Lo sanno bene anche Sasha, Maksym e Ania Yarosh. Fratelli e sorella. Hanno 9, 14 e 18 anni. «Ormai non ricordo neppure quanti eravamo in classe prima dell’invasione. Forse trenta», sussurra Sasha. Vive in uno dei villaggi intorno a Shevchenkove, la cittadina degli evacuati e il primo “porto sicuro” di chi fugge dai battaglioni di Putin che si accaniscono su Kupiansk. Sicuro, si fa per dire: nei giorni che precedono le feste un missile si è abbattuto su una via residenziale facendo un morto e diversi feriti. «Mi sono abituato alle esplosioni. E anche al rumore dei droni», continua Sasha. Ragazzini che hanno la guerra a due passi dalle stanze in cui abitano e che restano lì con i genitori perché la povertà li costringe a non poter andarsene. Non c’è più il sorriso nei loro volti. «Eppure basta un panettone o un libro perché non si sentano prigionieri di un conflitto che va avanti da troppo tempo», sostiene suor Oleksia Pohrsnychna, energica religiosa di San Giuseppe che svolge il suo servizio nella Cattedrale greco-cattolica di Kharkiv. È lei che, con la pettorina della Caritas Ucraina, fa arrivare ai “figli della guerra”, fin nelle zone più a rischio, i regali della Pasqua. E anche la carità di papa Francesco: farmaci e ricostituenti portati sotto le bombe dal cardinale elemosiniere Konrad Krajewski. I tre stanno con la mamma e con nonna Nina Kasimirova di 67 anni. «Il papà è stato arruolato da poco nell’esercito – riferisce l’anziana –. Finora chi aveva tre figli era esentato. Ma mancano soldati. E gli hanno imposto di partire. Non aveva mai lasciato il villaggio, neppure nei mesi di occupazione».

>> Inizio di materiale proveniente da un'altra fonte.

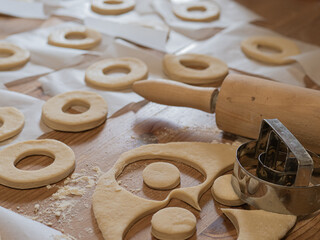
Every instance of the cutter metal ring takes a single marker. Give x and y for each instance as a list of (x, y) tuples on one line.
[(276, 173)]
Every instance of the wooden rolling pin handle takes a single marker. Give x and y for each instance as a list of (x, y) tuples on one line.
[(174, 93)]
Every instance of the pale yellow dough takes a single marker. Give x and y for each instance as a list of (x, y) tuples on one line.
[(212, 70), (62, 166), (95, 76), (117, 209), (173, 223), (222, 191), (201, 11), (112, 7), (259, 224), (12, 121), (80, 37), (286, 48), (17, 56), (161, 175), (53, 114)]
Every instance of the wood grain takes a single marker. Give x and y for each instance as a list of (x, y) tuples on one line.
[(143, 123)]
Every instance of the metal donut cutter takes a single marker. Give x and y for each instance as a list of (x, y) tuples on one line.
[(276, 173)]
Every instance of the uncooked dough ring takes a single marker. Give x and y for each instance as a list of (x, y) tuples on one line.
[(173, 223), (95, 76), (214, 69), (60, 37), (12, 121), (18, 58), (197, 11), (286, 48), (112, 7), (63, 165), (54, 116)]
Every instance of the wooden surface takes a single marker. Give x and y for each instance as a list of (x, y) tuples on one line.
[(144, 123)]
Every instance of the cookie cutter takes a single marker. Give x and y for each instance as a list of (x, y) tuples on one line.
[(276, 173)]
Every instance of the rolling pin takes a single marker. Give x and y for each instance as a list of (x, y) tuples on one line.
[(243, 102)]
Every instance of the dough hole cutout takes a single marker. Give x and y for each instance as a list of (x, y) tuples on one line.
[(161, 175), (55, 117), (173, 223), (35, 162)]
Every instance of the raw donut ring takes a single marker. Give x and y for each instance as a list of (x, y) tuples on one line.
[(161, 175), (17, 56), (286, 48), (89, 38), (211, 70), (112, 7), (173, 223), (197, 11), (12, 122), (53, 114), (95, 73), (63, 165)]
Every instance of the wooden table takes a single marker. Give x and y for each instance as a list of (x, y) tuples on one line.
[(143, 123)]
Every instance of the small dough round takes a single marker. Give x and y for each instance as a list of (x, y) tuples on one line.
[(286, 48), (53, 114), (95, 76), (78, 37), (161, 175), (222, 191), (12, 121), (202, 11), (16, 56), (173, 223), (211, 70), (112, 7), (62, 166)]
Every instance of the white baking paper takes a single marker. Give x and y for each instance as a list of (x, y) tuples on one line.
[(73, 78), (226, 46), (14, 226), (230, 13), (31, 109), (21, 9)]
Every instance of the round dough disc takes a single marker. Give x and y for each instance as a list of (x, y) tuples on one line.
[(222, 191), (161, 175), (173, 223)]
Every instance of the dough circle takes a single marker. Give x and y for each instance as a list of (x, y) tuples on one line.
[(286, 48), (112, 7), (201, 11), (17, 56), (161, 175), (63, 165), (87, 38), (53, 114), (212, 70), (222, 191), (12, 121), (95, 76), (173, 223)]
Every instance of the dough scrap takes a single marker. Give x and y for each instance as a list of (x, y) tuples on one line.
[(112, 7), (88, 38), (95, 76), (18, 58), (222, 191), (125, 208), (259, 224), (286, 48), (12, 121), (62, 166), (53, 114), (214, 69), (201, 11), (161, 175), (173, 223)]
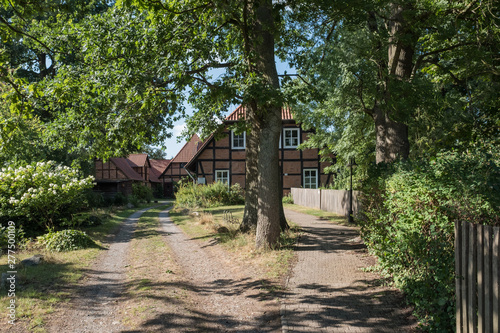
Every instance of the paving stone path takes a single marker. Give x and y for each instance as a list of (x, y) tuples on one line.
[(329, 291)]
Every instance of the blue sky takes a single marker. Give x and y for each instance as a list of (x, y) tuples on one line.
[(173, 146)]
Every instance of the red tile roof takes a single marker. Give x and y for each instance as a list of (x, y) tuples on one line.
[(234, 116), (123, 164), (157, 168), (188, 151), (137, 160), (241, 110)]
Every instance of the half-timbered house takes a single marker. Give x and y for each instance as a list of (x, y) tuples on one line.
[(175, 170), (119, 173), (224, 159)]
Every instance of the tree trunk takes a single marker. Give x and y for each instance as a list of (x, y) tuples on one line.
[(264, 117), (249, 223), (392, 138)]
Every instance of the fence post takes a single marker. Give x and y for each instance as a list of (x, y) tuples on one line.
[(480, 278), (471, 279), (495, 280), (458, 275)]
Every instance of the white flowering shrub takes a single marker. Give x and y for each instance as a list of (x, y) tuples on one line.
[(41, 194)]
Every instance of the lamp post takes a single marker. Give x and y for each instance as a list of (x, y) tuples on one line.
[(352, 164)]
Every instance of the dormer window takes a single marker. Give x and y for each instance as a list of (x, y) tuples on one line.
[(238, 140), (291, 137)]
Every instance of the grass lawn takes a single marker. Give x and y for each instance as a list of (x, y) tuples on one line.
[(222, 223), (333, 217), (39, 289)]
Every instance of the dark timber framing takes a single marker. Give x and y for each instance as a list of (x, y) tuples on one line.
[(220, 155)]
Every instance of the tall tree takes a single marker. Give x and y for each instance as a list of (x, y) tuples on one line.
[(399, 73)]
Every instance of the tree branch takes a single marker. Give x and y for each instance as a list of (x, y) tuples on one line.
[(424, 55), (2, 20)]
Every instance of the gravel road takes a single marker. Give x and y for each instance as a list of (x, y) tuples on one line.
[(95, 308), (227, 299)]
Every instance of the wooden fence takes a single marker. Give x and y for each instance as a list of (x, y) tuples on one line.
[(477, 262), (336, 201)]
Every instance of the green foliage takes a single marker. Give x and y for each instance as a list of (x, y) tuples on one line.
[(18, 232), (451, 96), (41, 194), (409, 213), (288, 199), (66, 240), (213, 195), (142, 192), (134, 200), (120, 199)]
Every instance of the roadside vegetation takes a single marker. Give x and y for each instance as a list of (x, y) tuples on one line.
[(220, 221), (41, 289), (190, 195), (410, 209)]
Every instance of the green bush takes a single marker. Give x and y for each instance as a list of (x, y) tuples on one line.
[(142, 192), (41, 194), (120, 199), (16, 232), (288, 199), (132, 199), (66, 240), (216, 194), (409, 213)]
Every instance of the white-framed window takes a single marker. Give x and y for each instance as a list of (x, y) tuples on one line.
[(222, 176), (291, 137), (238, 141), (310, 178)]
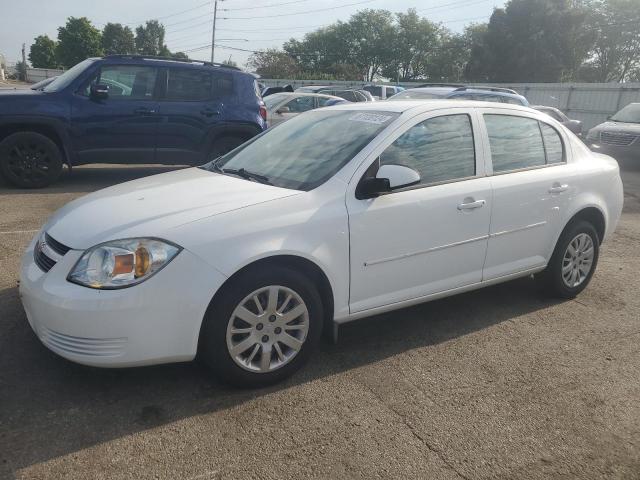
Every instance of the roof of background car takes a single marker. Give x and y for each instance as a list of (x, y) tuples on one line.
[(400, 106)]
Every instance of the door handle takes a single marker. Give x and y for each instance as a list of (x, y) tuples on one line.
[(209, 112), (557, 188), (470, 204), (144, 111)]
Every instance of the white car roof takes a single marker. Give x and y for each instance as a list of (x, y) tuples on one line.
[(400, 106)]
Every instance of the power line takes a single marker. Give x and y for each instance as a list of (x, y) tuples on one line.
[(301, 13)]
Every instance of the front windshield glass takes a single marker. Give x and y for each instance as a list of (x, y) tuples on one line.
[(271, 101), (67, 77), (414, 95), (307, 150), (629, 114)]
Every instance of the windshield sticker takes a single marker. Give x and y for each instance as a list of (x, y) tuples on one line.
[(370, 118)]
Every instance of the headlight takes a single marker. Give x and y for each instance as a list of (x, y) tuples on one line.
[(122, 263)]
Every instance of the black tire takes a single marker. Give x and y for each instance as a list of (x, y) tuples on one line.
[(30, 160), (552, 278), (213, 349), (224, 145)]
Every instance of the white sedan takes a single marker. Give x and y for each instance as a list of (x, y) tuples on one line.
[(341, 213)]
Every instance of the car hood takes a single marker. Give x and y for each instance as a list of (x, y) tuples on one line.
[(619, 127), (154, 206)]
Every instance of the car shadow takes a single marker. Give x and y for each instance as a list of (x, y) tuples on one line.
[(52, 407), (89, 178)]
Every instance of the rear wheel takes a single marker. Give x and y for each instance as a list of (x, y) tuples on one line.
[(573, 261), (262, 327), (30, 160)]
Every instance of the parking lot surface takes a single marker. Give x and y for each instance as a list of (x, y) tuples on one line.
[(497, 383)]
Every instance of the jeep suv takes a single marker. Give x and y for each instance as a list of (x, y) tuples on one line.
[(127, 109)]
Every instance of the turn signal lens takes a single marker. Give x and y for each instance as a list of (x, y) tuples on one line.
[(122, 263)]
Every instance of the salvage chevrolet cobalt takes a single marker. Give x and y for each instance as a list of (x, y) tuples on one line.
[(338, 214)]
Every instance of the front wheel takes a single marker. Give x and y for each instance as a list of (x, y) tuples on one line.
[(262, 327), (30, 160), (573, 261)]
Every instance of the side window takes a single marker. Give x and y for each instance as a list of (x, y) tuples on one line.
[(300, 104), (188, 84), (516, 142), (552, 144), (440, 149), (222, 84), (125, 82)]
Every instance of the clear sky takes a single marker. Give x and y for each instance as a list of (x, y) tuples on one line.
[(188, 22)]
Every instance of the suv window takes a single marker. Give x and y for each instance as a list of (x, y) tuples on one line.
[(125, 82), (440, 149), (516, 142), (188, 84), (300, 104)]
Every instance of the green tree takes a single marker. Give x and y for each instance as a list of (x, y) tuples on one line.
[(150, 39), (77, 40), (533, 41), (616, 51), (42, 53), (273, 63), (117, 39)]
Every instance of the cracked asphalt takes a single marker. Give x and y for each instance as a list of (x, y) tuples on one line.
[(498, 383)]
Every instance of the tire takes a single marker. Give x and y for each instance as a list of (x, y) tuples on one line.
[(224, 145), (245, 367), (562, 283), (30, 160)]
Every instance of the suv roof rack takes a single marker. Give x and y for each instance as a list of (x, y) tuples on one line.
[(172, 59), (456, 85), (489, 89)]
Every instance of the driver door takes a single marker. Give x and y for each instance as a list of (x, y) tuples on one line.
[(428, 238)]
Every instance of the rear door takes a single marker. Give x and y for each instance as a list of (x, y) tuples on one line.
[(193, 104), (121, 128), (532, 184)]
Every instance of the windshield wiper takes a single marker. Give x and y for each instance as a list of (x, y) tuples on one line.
[(246, 174)]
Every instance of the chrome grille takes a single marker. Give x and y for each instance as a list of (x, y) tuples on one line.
[(618, 139), (48, 252)]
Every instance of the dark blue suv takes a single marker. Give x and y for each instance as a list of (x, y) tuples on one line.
[(127, 109)]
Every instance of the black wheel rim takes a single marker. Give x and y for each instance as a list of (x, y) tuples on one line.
[(29, 162)]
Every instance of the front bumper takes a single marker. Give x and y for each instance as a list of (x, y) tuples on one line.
[(157, 321)]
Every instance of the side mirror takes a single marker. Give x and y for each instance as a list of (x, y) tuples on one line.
[(99, 91), (388, 178)]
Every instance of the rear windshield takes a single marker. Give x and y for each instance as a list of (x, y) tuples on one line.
[(67, 77), (629, 114), (307, 150)]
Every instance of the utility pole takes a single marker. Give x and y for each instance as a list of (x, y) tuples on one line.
[(213, 30)]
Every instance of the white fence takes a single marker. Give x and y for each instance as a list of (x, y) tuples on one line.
[(590, 102), (35, 75)]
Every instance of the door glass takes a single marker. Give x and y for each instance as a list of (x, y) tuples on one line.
[(127, 82), (188, 84), (300, 104), (439, 149), (516, 142), (552, 144)]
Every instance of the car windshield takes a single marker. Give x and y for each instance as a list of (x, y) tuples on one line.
[(307, 150), (414, 95), (67, 77), (271, 101), (629, 114)]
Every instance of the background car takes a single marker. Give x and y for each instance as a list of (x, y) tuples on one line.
[(619, 136), (574, 125), (284, 106), (127, 109)]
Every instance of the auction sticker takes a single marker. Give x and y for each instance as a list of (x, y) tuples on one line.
[(370, 118)]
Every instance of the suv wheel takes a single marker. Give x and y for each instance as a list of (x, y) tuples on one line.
[(262, 327), (30, 160)]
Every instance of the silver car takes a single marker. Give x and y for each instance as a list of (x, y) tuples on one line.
[(619, 136)]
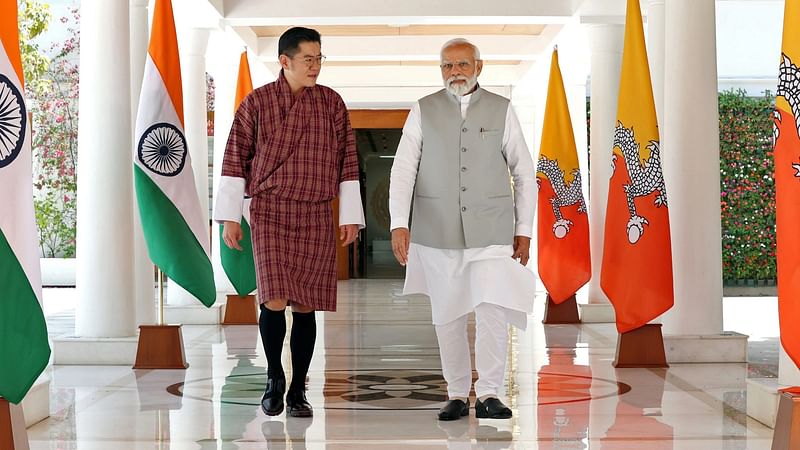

Si fa la fila nel piccolo hub umanitario di Shevchenkove per i pannolini o i biscotti. Donne che con i figli lasciano gli abitati a ridosso della linea di combattimento e si trasferiscono a poche decine di chilometri. «Spesso partono con due buste della spesa dove hanno messo tutto ciò che potevano. Evacuate dalle autorità. E non hanno più nulla per sé e per i bambini», afferma Tatiana Oncirova, responsabile del presidio di aiuti ospitato nel Centro della cultura che sfama e veste i profughi di guerra. E a lei si deve il coro che raduna i piccoli sfollati. «È una goccia di normalità nell’infinito mare di orrore che viviamo ogni giorno. Ed è pur sempre un seme di speranza per provare a immaginare un futuro di pace».